Tarif PPN 1% untuk produk pertanian tertentu.
Sumber : IC Consultant

Tarif PPN 1% untuk produk pertanian tertentu 

Untuk memberikan sejumlah kemudahan kepada petani dalam memenuhi kewajiban perpajakannya, pemerintah melalui kementerian keuangan mengeluarkan PMK No.89/PMK.010/2020. Peraturan ini mengatur tentang nilai lain sebagai dasar pengenaan pajak dalam pengenaan pajak pertambahan nilai atas penyerahan barang hasil pertanian tertentu.
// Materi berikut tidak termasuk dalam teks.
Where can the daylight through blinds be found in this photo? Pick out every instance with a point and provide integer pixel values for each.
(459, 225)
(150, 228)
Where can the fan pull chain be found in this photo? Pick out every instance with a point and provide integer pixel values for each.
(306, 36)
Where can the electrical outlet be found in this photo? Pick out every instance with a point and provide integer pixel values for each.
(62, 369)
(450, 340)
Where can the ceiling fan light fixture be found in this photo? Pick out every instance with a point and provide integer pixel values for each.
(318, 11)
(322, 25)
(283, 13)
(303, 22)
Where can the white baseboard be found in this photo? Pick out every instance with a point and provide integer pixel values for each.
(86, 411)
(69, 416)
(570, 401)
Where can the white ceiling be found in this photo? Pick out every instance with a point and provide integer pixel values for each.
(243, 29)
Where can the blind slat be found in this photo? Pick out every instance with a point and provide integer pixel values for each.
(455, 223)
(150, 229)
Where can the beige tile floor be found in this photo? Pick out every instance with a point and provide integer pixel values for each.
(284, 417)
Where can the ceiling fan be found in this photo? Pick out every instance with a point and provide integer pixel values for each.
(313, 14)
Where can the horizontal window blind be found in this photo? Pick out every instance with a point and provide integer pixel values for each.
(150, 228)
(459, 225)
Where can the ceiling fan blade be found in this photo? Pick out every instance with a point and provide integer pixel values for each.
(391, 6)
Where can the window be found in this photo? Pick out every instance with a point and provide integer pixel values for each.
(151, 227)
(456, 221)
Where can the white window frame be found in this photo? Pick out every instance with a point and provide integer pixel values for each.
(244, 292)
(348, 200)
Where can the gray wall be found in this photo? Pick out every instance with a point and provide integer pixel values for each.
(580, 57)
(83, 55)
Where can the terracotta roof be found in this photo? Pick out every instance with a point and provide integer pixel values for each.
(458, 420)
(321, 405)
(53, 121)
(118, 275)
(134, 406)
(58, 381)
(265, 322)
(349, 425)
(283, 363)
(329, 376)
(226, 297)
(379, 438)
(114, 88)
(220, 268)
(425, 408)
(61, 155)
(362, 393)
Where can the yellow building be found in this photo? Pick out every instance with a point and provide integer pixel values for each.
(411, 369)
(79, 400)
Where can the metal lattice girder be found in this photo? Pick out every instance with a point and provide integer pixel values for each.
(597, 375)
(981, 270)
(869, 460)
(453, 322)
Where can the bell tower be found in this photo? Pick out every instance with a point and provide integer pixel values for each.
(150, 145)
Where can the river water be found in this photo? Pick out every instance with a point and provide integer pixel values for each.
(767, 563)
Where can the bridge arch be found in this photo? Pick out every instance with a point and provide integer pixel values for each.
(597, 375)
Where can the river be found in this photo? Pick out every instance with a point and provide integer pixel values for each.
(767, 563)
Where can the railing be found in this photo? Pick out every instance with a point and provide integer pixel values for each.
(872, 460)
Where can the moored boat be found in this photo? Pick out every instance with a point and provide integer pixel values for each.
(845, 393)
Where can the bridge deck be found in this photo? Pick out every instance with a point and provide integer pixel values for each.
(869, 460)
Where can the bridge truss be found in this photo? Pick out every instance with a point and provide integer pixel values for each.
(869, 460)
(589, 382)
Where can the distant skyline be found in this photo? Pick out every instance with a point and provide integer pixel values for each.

Dari hal tersebut, BKF (Badan Kebijakan Fiskal) kementerian keuangan memberikan keterangan bahwa produk pertanian adalah barang kena pajak yang atas penyerahannya dari petani atau kelompok petani yang peredaran usaha nya melebihi Rp.4,8 M kepada pembeli, maka akan dikenakan PPN dengan tarif 10% dari harga penjualan.

Jadi mereka bisa memilih menggunakan tarif lain sebagai dasar pengenaan pajaknya yaitu dengan tarif 10% dari harga penjualan, sehingga tarif PPN nya yaitu sebesar 1% harga jual.

Barang-barang dari hasil pertanian yang dapat menggunakan nilai lain yaitu barang hasil perkebunan seperti getah karet dan kelapa sawit, tanaman hias & obat-obatan, tanaman pangan untuk konsumsi, dan hasil hutan.

Sekarang, petani dapat memilih untuk menggunakan mekanisme nilai lain, atau mekanisme normal. Untuk menggunakannya, petani hanya perlu memberitahukan kepada KPP tempatnya terdaftar pada saat menyampaikan SPT.

PKP yang membeli dari petani ditunjuk sebagai pemungut PPN sebesar 1% dan dapat mengkreditkan PPN tersebut sebagai pajak masukan. Dengan begitu diharapkan dapat memberikan kemudahan bagi petani dalam memenuhi kewajiban perpajakannya.